One can travel any where with the games on the iPhones. Regular players could win a lot of money and promotions offered by OnLive. One has to subscribe OnLive in order to access these games. After subscription, one can play any number of games and win the exciting promotions that are periodically offered by OnLive.

Even for Crysis Warhead it is said that the sequence form the game should have been the best at the time of its release for iPhone. The original idea was in the beginning a pioneer supposing to change the views of the gamers about playing and relating to gaming. It was also supposed to make the piracy diminish and to increase the profits of the game producers.

It is based just on the fact that people will receive the games in a different manner than before. It is considered that putting a game on a TV or onto a display with nothing more than just a game controller and an internet connection it is a good idea for reducing piracy. Paying a game subscription tax would be a saver of further expenses like purchasing a console and constant upgrading of your computer.

Streamings game will work: Founder OnLive

April 6, 2009 · Filed Under crysis warhead · Comment 

Steve Perlman, the founder of OnLive, recently said to the media that the technology behind online streaming games will work.

OnLive was announced in San Francisco on this year’s GDC and will apparently revolutionise the way games are being played.

The service of OnLive will be subscription-based and it will stream games from a central server. The server will send video data to a software plug-in like a USB key, which will be viewable on a monitor or TV.

Now the product is in development for seven years, and it is partnered with some of the biggest names in the gaming industry such as EA, Ubisoft, Codemasters and Atari. The technology has been met with scepticism.

Steve Perlman has been disappointed by the critics that have said, “not yet seen the technology at work.”

He said, “We have nine of the largest game publishers in world signed up. They have spent several years in some cases actually going and reviewing our technology before allowing us to associate with their company names and allowing us to have access to their first-tier franchises.”

Streaming games will work

April 4, 2009 · Filed Under crysis warhead · Comment 

OnLive turns games into video data that is sent across the web world to a hardware add-on, or else a software plug-in, which decompresses the data back into video.

Many analyst says that it is a revolutionary video compression algorithm and custom silicon makes everything of such kind possible.

OnLive for many years has been in development and has even signed up content partners, including EA, Ubisoft, Take2, Atari, Eidos, Codemasters, Epic and THQ

The subscription service of such kind will feature such games as Burnout, Fear 2, Tomb Raider: Underworld and Crysis: Warhead.

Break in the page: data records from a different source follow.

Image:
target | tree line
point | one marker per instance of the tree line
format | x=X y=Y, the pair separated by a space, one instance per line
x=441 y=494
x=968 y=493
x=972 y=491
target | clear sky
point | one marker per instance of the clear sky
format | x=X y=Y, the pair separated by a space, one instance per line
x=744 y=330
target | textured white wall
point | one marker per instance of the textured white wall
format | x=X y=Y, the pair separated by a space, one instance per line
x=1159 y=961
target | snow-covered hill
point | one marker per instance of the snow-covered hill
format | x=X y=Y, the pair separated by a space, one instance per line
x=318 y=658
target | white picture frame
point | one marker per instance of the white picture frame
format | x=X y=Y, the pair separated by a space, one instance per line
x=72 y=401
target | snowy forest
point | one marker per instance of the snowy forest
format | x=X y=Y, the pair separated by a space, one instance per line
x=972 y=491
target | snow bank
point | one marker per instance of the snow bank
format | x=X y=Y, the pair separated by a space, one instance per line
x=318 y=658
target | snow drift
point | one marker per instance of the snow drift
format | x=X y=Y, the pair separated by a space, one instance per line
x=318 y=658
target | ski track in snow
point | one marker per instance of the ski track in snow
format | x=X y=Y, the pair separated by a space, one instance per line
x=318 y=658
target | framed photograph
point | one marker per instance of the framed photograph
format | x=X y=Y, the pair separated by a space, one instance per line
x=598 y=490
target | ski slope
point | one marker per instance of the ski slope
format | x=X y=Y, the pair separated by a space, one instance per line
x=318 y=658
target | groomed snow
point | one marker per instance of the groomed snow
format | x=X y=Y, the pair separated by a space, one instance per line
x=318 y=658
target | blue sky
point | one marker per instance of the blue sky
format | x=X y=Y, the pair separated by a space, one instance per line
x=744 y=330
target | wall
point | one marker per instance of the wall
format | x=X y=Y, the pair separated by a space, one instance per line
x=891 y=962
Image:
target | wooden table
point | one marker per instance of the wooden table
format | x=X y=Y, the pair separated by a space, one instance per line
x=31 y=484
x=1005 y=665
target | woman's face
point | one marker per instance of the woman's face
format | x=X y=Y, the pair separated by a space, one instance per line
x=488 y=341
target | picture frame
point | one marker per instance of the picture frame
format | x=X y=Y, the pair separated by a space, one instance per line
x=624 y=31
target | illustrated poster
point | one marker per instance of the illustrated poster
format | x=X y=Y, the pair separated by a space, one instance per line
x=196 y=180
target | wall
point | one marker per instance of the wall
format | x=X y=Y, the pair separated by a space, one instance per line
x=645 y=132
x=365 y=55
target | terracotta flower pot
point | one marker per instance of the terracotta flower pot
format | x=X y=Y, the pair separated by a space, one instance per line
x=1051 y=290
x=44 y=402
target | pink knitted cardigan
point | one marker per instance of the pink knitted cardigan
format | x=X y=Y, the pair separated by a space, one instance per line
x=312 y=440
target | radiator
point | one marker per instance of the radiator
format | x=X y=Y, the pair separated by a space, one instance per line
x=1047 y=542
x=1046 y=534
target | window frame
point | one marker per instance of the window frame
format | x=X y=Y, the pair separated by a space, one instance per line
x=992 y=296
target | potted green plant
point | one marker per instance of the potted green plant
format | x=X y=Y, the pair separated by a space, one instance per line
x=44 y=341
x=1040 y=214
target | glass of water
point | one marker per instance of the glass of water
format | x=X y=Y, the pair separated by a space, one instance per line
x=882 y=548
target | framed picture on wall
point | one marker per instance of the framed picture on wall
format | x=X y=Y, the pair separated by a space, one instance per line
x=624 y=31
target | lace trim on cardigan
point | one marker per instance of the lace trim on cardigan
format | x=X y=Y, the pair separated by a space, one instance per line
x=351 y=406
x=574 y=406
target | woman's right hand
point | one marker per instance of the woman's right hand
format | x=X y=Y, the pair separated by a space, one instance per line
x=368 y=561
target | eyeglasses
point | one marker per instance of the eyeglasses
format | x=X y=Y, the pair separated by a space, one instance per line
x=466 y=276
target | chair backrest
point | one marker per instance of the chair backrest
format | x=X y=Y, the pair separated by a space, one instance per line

Mr Perlman, who is leading the early developments into video streaming service QuickTime while at Apple, said to the media recently: “We have nine of the largest game publishers in world signed up.

Streaming games possible by 2013

April 3, 2009 · Filed Under Crytek · Comment 

Recently the news was there that streaming games will be available soon… 2013. Crytek revealed that it has considered the possibility of a streaming game service such as OnLive or Gaikai before, but the company has abandoned the idea due to some technological limitations.

Cevat Yerli, CEO of Cryteck told to the media, “We had our research in 2005 on this subject but we stopped around 2007 because we had doubts about economics of scale. But that was at a time when bandwidth was more expensive.”

the high-speed connections needs to be more cheap or reliable enough so that it works, in Crytek’s estimation: the company determined that a streaming service of the game may be possible sometimes between the year 2013 and year 2015. 2013 and 2015 is also the approximate period in which most consumer PCs will begin to be able to run Crysis. Cevat Yerli also said to the media that such services must rely strongly on broadband providers.